The Black KeysEdit this event
Bright lights hover above the on-stage pair like fiery suns drawn close by a gravitational pull beyond the wildest comprehension – scalding, burning, hot, yet Dan Auercach keeps his arms inside the sleeves of a denim jacket as he wriggles immediate, yet so archaic their patents ran out long ago, riffs from his selected six-string. His sweat evaporates away as soon as it’s shed, such is the heat from on high. The duo – drummer Patrick Carney sits to his partner’s right, his left as we see him, hammering away as if battling Goliath himself – stand bathed in ever-changing multi-coloured illuminations. They look like two tourists lost on Blackpool promenade, wandering streets aimlessly, dazzled into instability and disorientation.
Yet there’s no bracing wind blowing in from the Irish Sea, no smell of seafood and chips drenched in cheap vinegar: The Black Keys have arrived at the final stop of their UK tour – a promotional jaunt to sell the songs of their latest collection Magic Potion to a surprisingly packed-to-bursting house – and discovered banks of Londoners ready to receive. This crowd is ravenous for the band’s primal, blues-fuelled and booze-soaked rock; they’re standing on tip-toes and tumbling over neighbours’ beers to get a glimpse of the objects of their present attentions, the Akron-spawned writers of four-minute fuzzy-punk pieces that defy year-specific categorisation. Where are we, exactly? 1969? 1973? 1998? Could be any of the former and any time you choose to insert as an unwritten latter: despite their sole shortcoming of note, The Black Keys’ churning and grinding retro-rock is pure and true. It’ll be as credible tomorrow as it was thirty years ago.

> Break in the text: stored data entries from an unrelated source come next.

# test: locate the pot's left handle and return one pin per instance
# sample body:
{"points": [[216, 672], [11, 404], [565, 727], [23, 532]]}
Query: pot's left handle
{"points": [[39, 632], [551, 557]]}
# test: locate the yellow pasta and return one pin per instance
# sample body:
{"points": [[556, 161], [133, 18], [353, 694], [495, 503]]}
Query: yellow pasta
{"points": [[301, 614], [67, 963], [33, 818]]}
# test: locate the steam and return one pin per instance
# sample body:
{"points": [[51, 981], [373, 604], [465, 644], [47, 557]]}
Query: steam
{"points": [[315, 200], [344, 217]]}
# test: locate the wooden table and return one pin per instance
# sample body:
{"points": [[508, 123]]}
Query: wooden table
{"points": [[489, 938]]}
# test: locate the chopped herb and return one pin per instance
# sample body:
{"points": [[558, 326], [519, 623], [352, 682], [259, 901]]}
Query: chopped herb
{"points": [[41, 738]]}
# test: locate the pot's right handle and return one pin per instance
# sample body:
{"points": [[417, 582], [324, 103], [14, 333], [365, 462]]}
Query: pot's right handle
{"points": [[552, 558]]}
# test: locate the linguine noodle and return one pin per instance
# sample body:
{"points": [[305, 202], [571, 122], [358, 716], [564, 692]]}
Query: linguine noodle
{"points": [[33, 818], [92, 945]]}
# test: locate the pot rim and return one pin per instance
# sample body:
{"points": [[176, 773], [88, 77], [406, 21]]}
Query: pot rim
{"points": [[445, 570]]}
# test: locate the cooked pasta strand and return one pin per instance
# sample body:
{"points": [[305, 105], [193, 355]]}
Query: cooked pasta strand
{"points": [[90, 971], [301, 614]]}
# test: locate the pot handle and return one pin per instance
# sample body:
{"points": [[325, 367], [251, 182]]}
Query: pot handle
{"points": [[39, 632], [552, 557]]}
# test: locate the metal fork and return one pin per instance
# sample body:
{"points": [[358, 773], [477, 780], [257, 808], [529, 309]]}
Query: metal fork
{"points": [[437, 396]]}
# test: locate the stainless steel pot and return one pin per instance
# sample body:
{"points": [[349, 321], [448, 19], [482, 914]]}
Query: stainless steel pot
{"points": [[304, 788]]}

But the duo’s swaggering good-time set does feature a significant fault, that as-yet-undescribed shortcoming: they play for too long. Even when fan-favourites appear either side of cuts from the aforementioned long-player of this year, a sense of repetition and regurgitation bubbles up from lager-full bellies come the forty-minute mark. Also, the venue, although full, feels too expansive for The Black Keys’ one-dimensionality – they’ve not the power, the manpower, to successfully fill a room of this size. Those flaming balls of electric heat and light need to be at least a few feet lower for this to feel like an interactive experience; as it is, Carney and Auercach’s zero-score for stage presence does them no favours when said framing of their own slight frames is so_ massive_. They’re twin Jameses stuck within a peach beyond gigantic proportions.
The clock ticks past the we’ve-been-here-an-hour mark: déjà vu after déjà vu leaves the non-hardcore aficionados – the recently acquired that had heads turned by Magic Potion but little preceding it – wondering what the rabid few’s fuss is about, exactly. Yes, The Black Keys are very good at delivering flaming guitar grooves and rollicking drum workouts, and match that to some fantastically roughed-up vocals; it is often impossible not to nod along furiously. But such is their habit to paddle in ever-so-shallow waters, compositionally, that it all grows a little substance-less in no time at all. The Black Keys are great fun for a while, but their shtick begins to sound sour rather sooner than later.
It’s ironic, maybe, that the duo would sound at least two-dimensional if fleshed out to a trio. As tautly accomplised as they are, The Black Keys are never likely to expand the boundaries they set out their particular stall within without also expanding numerically. There is a fear, one stirred by tonight’s set, that the pair’s music may stagnate entirely before trickling into the mainstream, where it almost certainly belongs.
Under these incessantly oppressive lights, it’s a wonder it hasn’t turned bad already.
(Thanks to a delay-riddled Tube journey, DiS only saw two songs by Blood Meridian, hardly enough to base a review on. Both songs were good, mind.)